Çevrenize dikkatle bakın: Parası olanların tamamına yakını, kendilerini diğer insanlardan daha akıllı görmekteler. Akıl onlarda çok olduğundan etraflarındaki herkese cömertçe dağıtmaktan büyük zevk alırlar. Herhangi bir konuda onların fikrini sormanız, akıllarına ihtiyaç duyduğunuzu hissettirmeniz gerekmez. Onların çoğu, her konuda fikir ve bilgi sahibi olduğundan, “leb demeden leblebiyi anlar” ve size akıllarından bol kepçe sunarlar. Üniversite öğrenciliğimin bitimine aylar kala başlayan 26 yıllık iş hayatımda 100 günlük zor bir dönem vardır. Bir önceki işimden ayrıldıktan sonra başlayıp yeni işyerine adım attığım güne kadar geçen bu süre, bol tecrübe kazandırıcı ama can sıkıcı bir dönemdir.

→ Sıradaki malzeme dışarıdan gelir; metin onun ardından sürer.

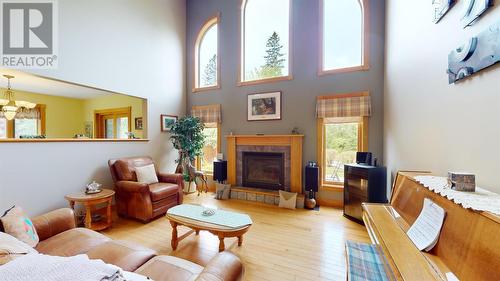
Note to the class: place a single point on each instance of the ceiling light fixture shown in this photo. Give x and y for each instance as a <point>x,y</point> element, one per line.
<point>8,105</point>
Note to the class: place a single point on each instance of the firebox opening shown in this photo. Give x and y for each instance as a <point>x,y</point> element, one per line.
<point>264,170</point>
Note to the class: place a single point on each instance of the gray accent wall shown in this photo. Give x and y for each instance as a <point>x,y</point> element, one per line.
<point>299,94</point>
<point>430,125</point>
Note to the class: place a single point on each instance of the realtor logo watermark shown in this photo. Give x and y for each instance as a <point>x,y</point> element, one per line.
<point>29,34</point>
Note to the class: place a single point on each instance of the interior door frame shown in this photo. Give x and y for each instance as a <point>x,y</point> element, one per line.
<point>99,117</point>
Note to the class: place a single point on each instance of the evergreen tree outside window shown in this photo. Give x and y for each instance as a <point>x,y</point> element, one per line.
<point>206,56</point>
<point>265,39</point>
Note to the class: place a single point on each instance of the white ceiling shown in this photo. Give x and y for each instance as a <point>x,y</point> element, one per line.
<point>36,84</point>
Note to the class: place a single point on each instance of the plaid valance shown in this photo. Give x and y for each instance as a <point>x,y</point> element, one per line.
<point>208,113</point>
<point>25,113</point>
<point>348,105</point>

İşsizlik günlerimin iki aylık kısmında, eski işyerimin çevresinde yeni bir görevlendirme olabileceği ihtimalini göz önünde bulundurarak iş aramadan bekledim. “Sizi filan müesseseye önerelim mi?” diyen dostlara, “Henüz iş aramaya başlamadım. Gerekli olursa ben sizi haberdar ederim” karşılığını verip teşekkür ettim.
İki ay dolunca haber beklediğim merciye, “İş aramaya başlayabilir miyim?” diye sordum. “Başlayabilirsiniz” cevabını alınca da dostları arayıp, “Şimdi bir yerlere teklif edebilirsiniz” dedim.
Benzer tecrübeyi yaşamış herkesin çok iyi bildiği meşakkatli, kasvetli bir dönemdir işsizlik dönemi.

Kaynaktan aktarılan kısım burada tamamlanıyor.